In latest clean energy plan, Tesla purchases SolarCity to make solar ‘shingles’: ‘It’s not a thing on the roof. It is the roof,’ CEO says

A new venture spearheaded by Elon Musk will create house roofs made entirely of solar panels, in a sweeping expansion of Tesla’s clean energy ambitions.

Tesla has finalized a $2.6bn deal to buy solar power company SolarCity to produce solar “shingles” – photovoltaic material that would be fashioned into the shape of a house roof.

“I think this is really a fundamental part of achieving differentiated product strategy, where you have a beautiful roof,” Musk said. “It’s not a thing on the roof. It is the roof.”

Musk is chief executive of Tesla and is also the chairman and largest shareholder of SolarCity, whose chief executive is Musk’s cousin, Lyndon Rive. The two entrepreneurs devised the idea for SolarCity during a trip the Burning Man desert festival in 2004.

Musk describes the deal, subject to shareholder approval, as a “no-brainer” that would combine the solar panel roofs with Tesla’s PowerWall home batteries, to store electricity for later use in the evening.

A Tesla and SolarCity statement said they are creating the “world’s only vertically integrated sustainable energy company” and will work on releasing two new solar roof products by the end of the year. SolarCity has, however, reduced its forecast, citing costs, for megawatt installations for this year.

The idea of solar shingles isn’t entirely new – Dow Chemical produced them before deciding to scrap the idea in June. But Musk, an entrepreneur who has advocated for a global carbon tax in a bid to lower greenhouse gas emissions, hopes the SolarCity venture will allow Tesla to offer a one-stop-shop in clean energy, alongside its batteries and electric cars.

According to Rive, there are 5m new roofs installed every year in the US. The vast majority of American houses have asphalt roofs, which soak up a lot of heat and can be hard to replace.

“If your roof is about to need to be replaced, you don’t want to invest in solar panels to install on it since you are about to take it down – but if the solar panels are the roof and you need to redo it anyway, there’s no reason not to go with a power-generating roof,” said Rive.
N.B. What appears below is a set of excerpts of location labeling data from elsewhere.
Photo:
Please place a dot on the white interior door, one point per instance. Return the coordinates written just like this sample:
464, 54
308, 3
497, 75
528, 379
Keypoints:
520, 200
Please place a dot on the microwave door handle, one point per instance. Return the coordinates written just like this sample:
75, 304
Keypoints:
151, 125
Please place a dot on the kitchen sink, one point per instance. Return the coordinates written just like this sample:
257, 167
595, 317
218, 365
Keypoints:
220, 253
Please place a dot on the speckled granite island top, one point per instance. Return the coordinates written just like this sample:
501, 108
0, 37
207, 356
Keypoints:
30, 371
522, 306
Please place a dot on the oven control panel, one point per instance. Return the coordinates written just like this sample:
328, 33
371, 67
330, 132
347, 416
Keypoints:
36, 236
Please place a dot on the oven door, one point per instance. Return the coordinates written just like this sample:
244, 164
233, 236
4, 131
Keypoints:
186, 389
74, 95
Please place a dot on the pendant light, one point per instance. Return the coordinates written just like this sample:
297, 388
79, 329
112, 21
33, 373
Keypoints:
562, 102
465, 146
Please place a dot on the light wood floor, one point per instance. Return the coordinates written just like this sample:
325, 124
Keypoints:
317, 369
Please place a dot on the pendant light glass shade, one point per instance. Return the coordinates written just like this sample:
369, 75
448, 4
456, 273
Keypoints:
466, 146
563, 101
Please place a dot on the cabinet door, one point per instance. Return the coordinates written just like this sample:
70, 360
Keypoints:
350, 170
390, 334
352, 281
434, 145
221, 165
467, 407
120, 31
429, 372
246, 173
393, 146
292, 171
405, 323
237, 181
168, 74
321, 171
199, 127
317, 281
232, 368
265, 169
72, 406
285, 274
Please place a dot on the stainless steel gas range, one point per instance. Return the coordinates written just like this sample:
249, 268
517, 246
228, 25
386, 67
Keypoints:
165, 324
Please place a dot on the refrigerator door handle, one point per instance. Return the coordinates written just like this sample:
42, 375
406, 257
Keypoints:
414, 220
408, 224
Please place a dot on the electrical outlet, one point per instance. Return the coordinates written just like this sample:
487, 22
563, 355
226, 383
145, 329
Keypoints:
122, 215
The cost of households becoming solar has fallen by 70% over the past decade in the US, with more than 1m American homes now fitted with solar panels – up from just 30,000 homes in 2006. In July, the Obama administration announced an initiative to deliver one gigawatt of solar to low-income households by 2020.

It’s estimated that PV panels on 0.6% of America’s land mass would provide enough electricity to power the entire country. California has taken the lead in both household and large-scale solar power generation, accounting for half of the homes with solar panels and hitting a peak generation of 8 megawatts of electricity from solar plants on July 12 – enough to power more than 6m homes.

Rapid deployment of clean energy will be required if the US, and other countries, are to slash emissions quickly enough to meet climate change targets agreed at a landmark international accord in Paris last year.

The agreement’s ambition to limit the global temperature rise to 1.5C above pre-industrial times is likely to be blown within just five years on the current trajectory of emissions, according to a recent analysis.

Even if emissions are radically cut in the next few years, as-yet undeveloped technology will need to be deployed in order to remove carbon dioxide from the atmosphere and store it underground to avoid temperatures that will raise the seas enough to swamp low-lying nations and cause food and water insecurity for many other countries.